- Interactive map of the Arezzo Courthouse area

General information
- Status: Completed
- Location: Arezzo, Tuscany, Italy
- Coordinates: 43°27′50″N 11°53′31″E﻿ / ﻿43.46389°N 11.89194°E
- Construction started: June 2004
- Opening: February 2008; 18 years ago
- Cost: € 14,000,000

Technical details
- Floor area: 30,000 m^{2} (320,000 sq ft)

Design and construction
- Architect: Manfredi Nicoletti

= Arezzo Courthouse =

Judiciary building in Arezzo, Italy

The Arezzo Courthouse (Palazzo di Giustizia di Arezzo) is a judicial complex located in Arezzo, Italy. The building was designed by Italian architect Manfredi Nicoletti and opened in February 2008.

==Description==
The complex comprises two main structures: the first is a renovated building that originally served as the Sanatorium "Antonio Garbasso" and now houses most of the court offices. The second structure was constructed between 2004 and 2008 and serves multiple functions, including parking facilities, archives, a large multi-level lobby, two substantial double-height courtrooms, various offices, a press room, as well as restrooms and ancillary spaces. This building features a solid, geometrically complex form.

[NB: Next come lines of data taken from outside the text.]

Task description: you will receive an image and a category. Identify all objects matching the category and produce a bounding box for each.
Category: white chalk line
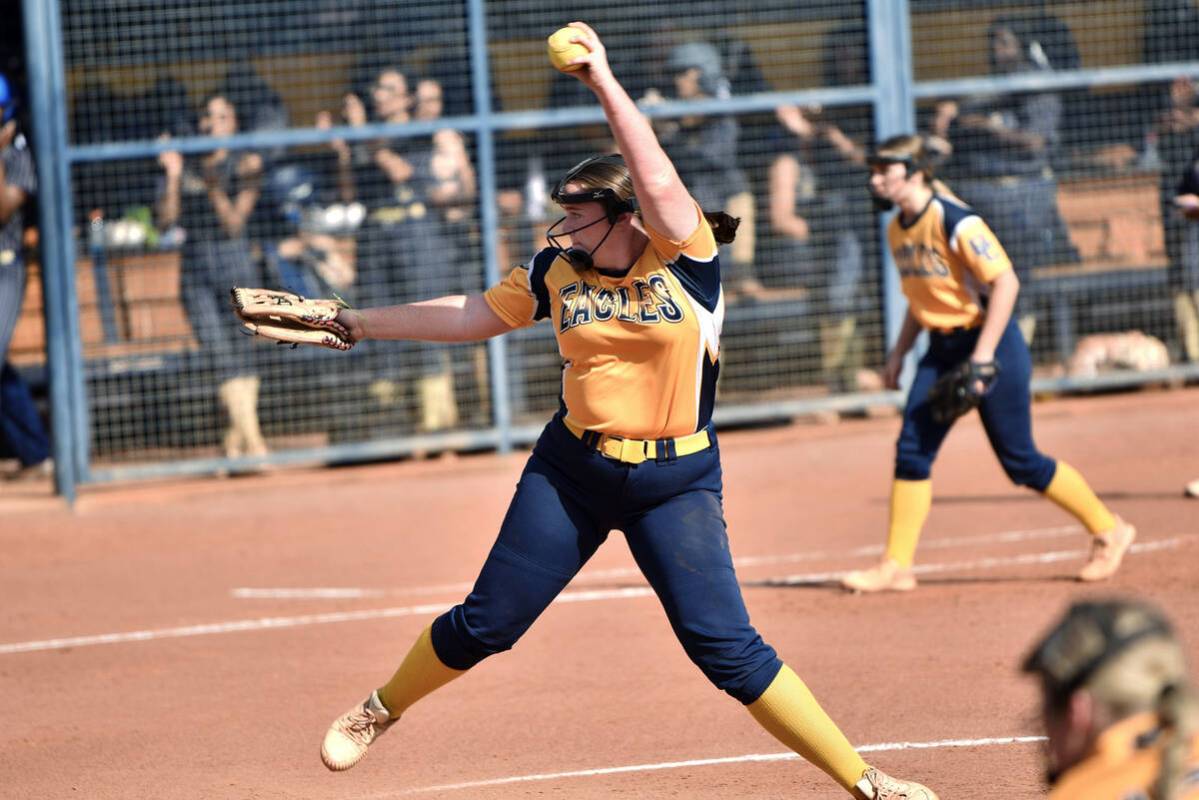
[393,735,1046,795]
[765,536,1188,586]
[0,587,655,656]
[3,534,1188,657]
[232,524,1085,600]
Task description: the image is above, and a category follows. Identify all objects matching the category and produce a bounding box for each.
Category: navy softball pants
[431,415,783,705]
[895,320,1057,490]
[0,257,51,467]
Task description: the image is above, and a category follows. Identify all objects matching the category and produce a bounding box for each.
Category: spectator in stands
[768,105,871,390]
[343,65,461,434]
[767,21,882,394]
[0,72,52,481]
[644,41,763,301]
[156,93,270,465]
[1022,598,1199,799]
[260,162,355,301]
[1143,0,1199,66]
[1150,76,1199,363]
[940,15,1080,344]
[415,75,480,427]
[413,77,478,275]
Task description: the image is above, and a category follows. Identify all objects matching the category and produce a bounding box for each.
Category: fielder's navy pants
[895,320,1056,490]
[432,414,782,705]
[0,257,51,467]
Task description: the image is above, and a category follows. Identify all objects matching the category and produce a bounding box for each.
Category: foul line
[763,537,1188,587]
[0,587,655,656]
[396,735,1046,795]
[232,524,1085,600]
[3,536,1188,657]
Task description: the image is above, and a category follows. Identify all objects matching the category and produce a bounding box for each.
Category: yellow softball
[547,27,588,72]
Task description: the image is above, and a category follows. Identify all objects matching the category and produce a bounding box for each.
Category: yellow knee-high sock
[884,479,932,568]
[377,626,465,717]
[748,665,869,791]
[1042,461,1116,535]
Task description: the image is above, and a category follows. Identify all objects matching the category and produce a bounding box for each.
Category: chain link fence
[12,0,1199,491]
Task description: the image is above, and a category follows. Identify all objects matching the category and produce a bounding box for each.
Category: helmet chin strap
[546,214,619,269]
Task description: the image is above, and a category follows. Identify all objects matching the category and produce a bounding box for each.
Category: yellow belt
[562,417,711,465]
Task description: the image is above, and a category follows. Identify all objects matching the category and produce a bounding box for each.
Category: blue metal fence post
[466,0,513,453]
[21,0,79,501]
[868,0,916,355]
[43,0,91,485]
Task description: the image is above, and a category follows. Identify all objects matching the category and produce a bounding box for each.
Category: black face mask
[545,212,619,269]
[870,193,895,212]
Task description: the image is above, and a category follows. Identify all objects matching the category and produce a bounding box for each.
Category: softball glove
[230,287,356,351]
[927,359,1000,424]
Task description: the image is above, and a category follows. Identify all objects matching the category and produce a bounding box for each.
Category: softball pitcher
[841,134,1135,594]
[314,24,935,799]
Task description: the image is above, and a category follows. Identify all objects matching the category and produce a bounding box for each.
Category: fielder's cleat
[840,560,917,593]
[321,690,393,771]
[1185,479,1199,499]
[854,767,939,800]
[1078,517,1137,582]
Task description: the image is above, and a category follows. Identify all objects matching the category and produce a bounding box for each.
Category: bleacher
[1031,172,1170,363]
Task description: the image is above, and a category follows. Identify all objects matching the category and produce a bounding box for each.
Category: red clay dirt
[2,387,1197,799]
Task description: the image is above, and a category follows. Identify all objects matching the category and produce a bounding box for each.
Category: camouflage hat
[1023,599,1175,699]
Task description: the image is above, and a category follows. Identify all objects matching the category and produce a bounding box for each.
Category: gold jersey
[485,207,722,439]
[1050,713,1199,800]
[886,194,1013,330]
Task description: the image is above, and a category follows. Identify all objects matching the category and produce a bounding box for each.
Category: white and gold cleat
[1078,517,1137,582]
[854,767,939,799]
[840,560,917,593]
[320,690,393,771]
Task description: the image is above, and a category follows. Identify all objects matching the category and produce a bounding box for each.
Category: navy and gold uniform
[321,33,939,795]
[889,193,1055,488]
[485,204,721,439]
[429,209,785,704]
[854,189,1130,587]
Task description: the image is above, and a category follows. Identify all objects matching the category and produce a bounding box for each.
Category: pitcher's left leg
[624,483,930,796]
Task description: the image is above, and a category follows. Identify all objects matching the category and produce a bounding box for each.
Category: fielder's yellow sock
[1042,461,1117,535]
[377,626,465,716]
[884,479,932,568]
[748,665,869,792]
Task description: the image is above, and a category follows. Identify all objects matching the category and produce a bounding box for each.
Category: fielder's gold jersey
[485,206,722,439]
[1050,713,1199,800]
[887,194,1013,331]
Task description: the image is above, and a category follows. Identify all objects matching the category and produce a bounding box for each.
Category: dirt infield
[2,388,1197,799]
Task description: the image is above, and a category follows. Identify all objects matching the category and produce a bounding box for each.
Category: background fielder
[840,133,1136,594]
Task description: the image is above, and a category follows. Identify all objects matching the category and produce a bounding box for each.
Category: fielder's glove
[230,287,356,351]
[927,359,1000,424]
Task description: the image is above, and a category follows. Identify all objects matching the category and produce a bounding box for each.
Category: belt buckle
[600,436,646,464]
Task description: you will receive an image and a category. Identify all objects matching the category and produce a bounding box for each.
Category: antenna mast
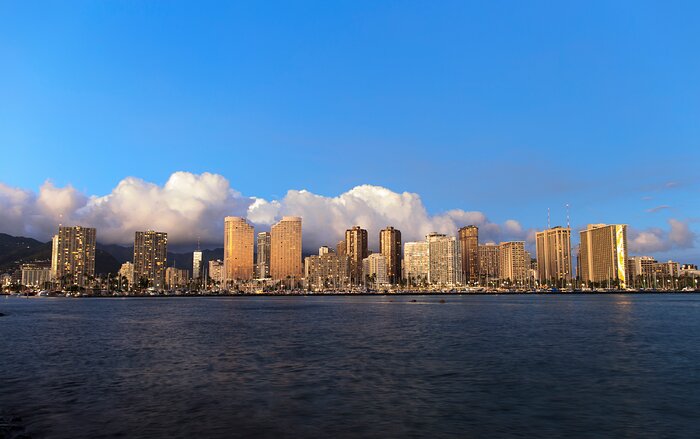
[566,203,570,229]
[547,208,550,229]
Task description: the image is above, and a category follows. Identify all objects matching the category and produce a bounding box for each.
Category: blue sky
[1,1,699,260]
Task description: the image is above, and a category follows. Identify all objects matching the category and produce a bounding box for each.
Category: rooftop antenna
[197,236,201,252]
[547,208,550,229]
[566,203,570,229]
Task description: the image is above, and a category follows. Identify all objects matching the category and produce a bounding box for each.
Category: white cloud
[0,172,533,250]
[629,219,696,254]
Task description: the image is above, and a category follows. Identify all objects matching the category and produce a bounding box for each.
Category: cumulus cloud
[0,172,533,250]
[629,219,696,253]
[248,184,532,250]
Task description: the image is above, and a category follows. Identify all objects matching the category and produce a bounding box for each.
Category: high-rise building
[478,244,500,281]
[256,232,271,279]
[579,224,629,288]
[270,216,303,281]
[50,234,59,280]
[427,233,463,286]
[133,230,168,289]
[535,226,572,285]
[363,253,388,286]
[119,261,134,285]
[458,225,479,284]
[379,226,401,285]
[192,250,202,280]
[345,226,368,285]
[21,263,51,288]
[304,250,350,289]
[403,241,430,286]
[165,267,189,289]
[224,216,255,283]
[499,241,527,283]
[53,225,96,288]
[208,259,224,286]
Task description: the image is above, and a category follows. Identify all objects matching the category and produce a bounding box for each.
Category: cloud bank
[0,172,532,251]
[628,219,696,254]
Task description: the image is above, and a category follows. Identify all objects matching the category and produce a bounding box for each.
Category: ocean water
[1,294,699,438]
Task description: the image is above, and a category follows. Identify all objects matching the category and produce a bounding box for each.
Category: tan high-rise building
[133,230,168,289]
[270,216,302,281]
[579,224,628,288]
[535,226,572,284]
[478,244,500,281]
[53,225,96,288]
[427,233,463,286]
[458,225,479,284]
[499,241,527,283]
[403,241,430,286]
[379,226,401,285]
[304,251,350,289]
[345,226,368,285]
[256,232,271,279]
[224,216,254,283]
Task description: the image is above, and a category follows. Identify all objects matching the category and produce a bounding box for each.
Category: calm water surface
[1,295,700,438]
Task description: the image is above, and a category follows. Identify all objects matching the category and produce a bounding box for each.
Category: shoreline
[2,290,699,298]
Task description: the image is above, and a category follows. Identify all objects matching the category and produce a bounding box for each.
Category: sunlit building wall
[224,216,255,282]
[535,226,572,284]
[579,224,628,288]
[270,216,303,281]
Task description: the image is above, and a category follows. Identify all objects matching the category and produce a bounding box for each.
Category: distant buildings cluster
[8,216,698,292]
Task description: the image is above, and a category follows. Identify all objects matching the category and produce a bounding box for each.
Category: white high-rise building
[427,233,463,286]
[403,241,430,286]
[362,253,388,286]
[192,250,203,280]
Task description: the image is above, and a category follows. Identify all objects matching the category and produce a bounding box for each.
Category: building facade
[304,251,350,289]
[256,232,271,279]
[579,224,629,288]
[165,267,189,289]
[499,241,527,284]
[270,216,303,281]
[208,259,224,286]
[403,241,430,286]
[53,225,96,288]
[133,230,168,289]
[224,216,255,283]
[21,263,51,288]
[458,225,479,284]
[535,226,572,285]
[478,244,500,282]
[345,226,369,285]
[192,250,202,280]
[427,233,463,286]
[379,226,402,285]
[363,253,388,286]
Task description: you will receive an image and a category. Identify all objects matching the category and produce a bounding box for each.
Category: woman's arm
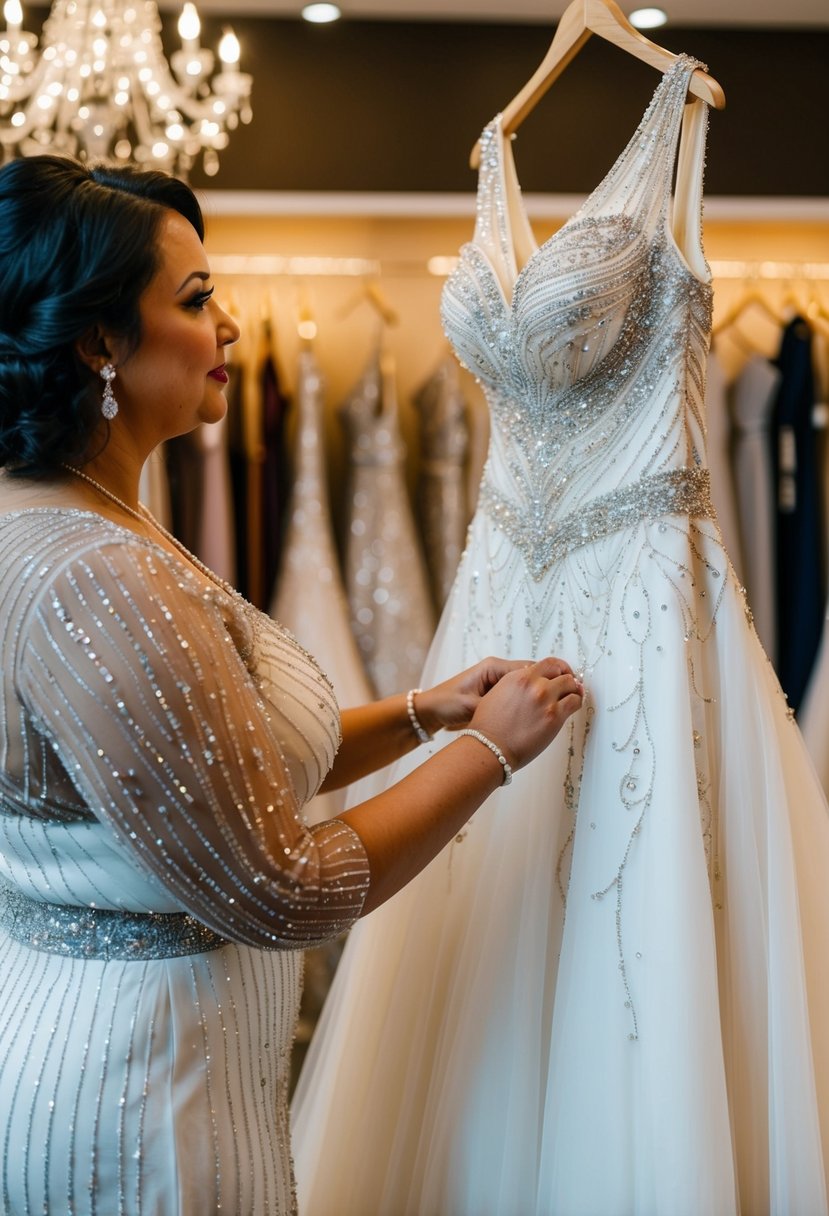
[339,658,583,914]
[19,540,581,945]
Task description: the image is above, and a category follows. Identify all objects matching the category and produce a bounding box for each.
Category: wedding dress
[293,57,829,1215]
[0,509,370,1215]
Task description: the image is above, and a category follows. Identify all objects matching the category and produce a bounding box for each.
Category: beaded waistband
[479,466,715,581]
[0,884,228,961]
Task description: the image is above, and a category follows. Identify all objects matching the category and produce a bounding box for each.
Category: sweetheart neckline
[463,56,711,315]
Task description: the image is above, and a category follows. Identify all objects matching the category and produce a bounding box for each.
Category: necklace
[60,463,339,696]
[60,462,239,601]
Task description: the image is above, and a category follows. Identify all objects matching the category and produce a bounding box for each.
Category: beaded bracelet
[406,688,433,744]
[456,728,513,785]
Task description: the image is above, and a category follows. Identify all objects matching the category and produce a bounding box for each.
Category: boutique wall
[23,8,829,195]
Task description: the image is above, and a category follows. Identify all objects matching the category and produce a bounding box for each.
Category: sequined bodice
[0,508,370,948]
[441,57,714,579]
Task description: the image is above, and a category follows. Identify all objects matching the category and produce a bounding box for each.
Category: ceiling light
[0,1,252,177]
[629,8,668,28]
[302,3,341,22]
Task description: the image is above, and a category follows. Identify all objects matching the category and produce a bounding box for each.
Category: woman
[0,155,583,1216]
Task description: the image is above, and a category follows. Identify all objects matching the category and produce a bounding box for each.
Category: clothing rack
[212,255,829,281]
[709,260,829,281]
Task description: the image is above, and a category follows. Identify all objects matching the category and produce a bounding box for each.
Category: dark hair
[0,155,205,477]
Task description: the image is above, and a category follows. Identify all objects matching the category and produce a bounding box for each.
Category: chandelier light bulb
[218,27,240,67]
[177,3,200,45]
[0,0,252,177]
[3,0,22,31]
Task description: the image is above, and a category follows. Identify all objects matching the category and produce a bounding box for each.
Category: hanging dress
[271,346,372,716]
[293,57,829,1216]
[340,350,435,699]
[730,352,781,661]
[414,353,471,611]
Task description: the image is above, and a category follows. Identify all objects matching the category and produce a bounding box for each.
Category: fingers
[548,672,584,700]
[529,655,577,681]
[474,654,577,693]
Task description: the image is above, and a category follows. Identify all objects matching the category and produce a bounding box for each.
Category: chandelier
[0,0,252,177]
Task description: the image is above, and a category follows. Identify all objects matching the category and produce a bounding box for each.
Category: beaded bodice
[441,57,714,580]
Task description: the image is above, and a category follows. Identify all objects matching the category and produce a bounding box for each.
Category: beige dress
[0,508,369,1215]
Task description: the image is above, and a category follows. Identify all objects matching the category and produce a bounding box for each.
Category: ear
[74,325,116,375]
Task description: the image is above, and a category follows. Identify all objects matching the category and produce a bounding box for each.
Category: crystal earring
[100,362,118,420]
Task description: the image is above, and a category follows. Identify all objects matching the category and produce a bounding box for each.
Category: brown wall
[24,9,829,196]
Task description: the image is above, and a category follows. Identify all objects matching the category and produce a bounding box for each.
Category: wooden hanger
[470,0,725,168]
[712,288,783,339]
[337,279,399,328]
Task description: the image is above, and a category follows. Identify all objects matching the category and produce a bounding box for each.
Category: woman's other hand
[414,655,581,738]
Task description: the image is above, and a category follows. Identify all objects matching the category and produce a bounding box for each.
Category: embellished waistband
[479,466,715,581]
[0,883,228,961]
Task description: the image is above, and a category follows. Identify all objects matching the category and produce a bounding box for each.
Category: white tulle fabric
[293,58,829,1216]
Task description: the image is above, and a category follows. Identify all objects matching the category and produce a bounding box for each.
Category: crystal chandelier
[0,1,252,177]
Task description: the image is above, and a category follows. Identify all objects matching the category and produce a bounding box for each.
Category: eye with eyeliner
[185,285,214,310]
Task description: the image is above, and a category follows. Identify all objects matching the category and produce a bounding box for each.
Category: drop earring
[100,362,118,420]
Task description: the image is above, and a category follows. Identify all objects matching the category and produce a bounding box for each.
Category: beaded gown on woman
[0,510,370,1215]
[293,58,829,1215]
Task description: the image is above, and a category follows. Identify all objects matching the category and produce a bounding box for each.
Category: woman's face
[111,210,240,442]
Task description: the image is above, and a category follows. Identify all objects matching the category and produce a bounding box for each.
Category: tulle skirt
[293,514,829,1216]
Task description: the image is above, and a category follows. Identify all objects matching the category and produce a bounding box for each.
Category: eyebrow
[176,270,211,294]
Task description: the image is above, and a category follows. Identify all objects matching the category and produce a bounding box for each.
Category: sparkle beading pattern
[340,354,436,697]
[479,465,714,580]
[0,506,372,1213]
[0,882,227,959]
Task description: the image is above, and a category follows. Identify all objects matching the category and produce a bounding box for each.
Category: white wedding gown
[293,57,829,1215]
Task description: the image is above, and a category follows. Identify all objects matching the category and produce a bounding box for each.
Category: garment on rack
[228,359,253,598]
[271,347,372,714]
[339,351,435,698]
[414,354,470,610]
[704,348,743,578]
[138,445,172,532]
[773,316,824,713]
[0,510,370,1216]
[261,350,291,609]
[166,414,236,589]
[730,352,781,662]
[799,330,829,792]
[293,57,829,1216]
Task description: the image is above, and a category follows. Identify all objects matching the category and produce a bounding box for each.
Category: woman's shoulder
[0,507,228,623]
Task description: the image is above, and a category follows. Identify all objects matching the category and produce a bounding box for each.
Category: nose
[217,303,241,348]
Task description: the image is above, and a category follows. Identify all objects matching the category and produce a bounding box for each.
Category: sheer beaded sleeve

The layout of the complex is based on an elliptical plan derived from a conical section with an inclined vertex. The curved granite wall follows the surface of the cone, although its external façade is composed of flat slabs of identical size. The southern façade consists of two undulating surfaces. These complex curves are realized using straightforward structural elements—rectilinear steel pillars positioned at various angles, supporting modular steel connecting components arranged in a rectilinear configuration.

The architectural design of the new building incorporates two fundamental bioclimatic principles: passive cooling and heating. Accordingly, the façade is designed to be more sheltered on the northern side, while it is more open on the southern side to facilitate optimal climate regulation and reduce energy consumption.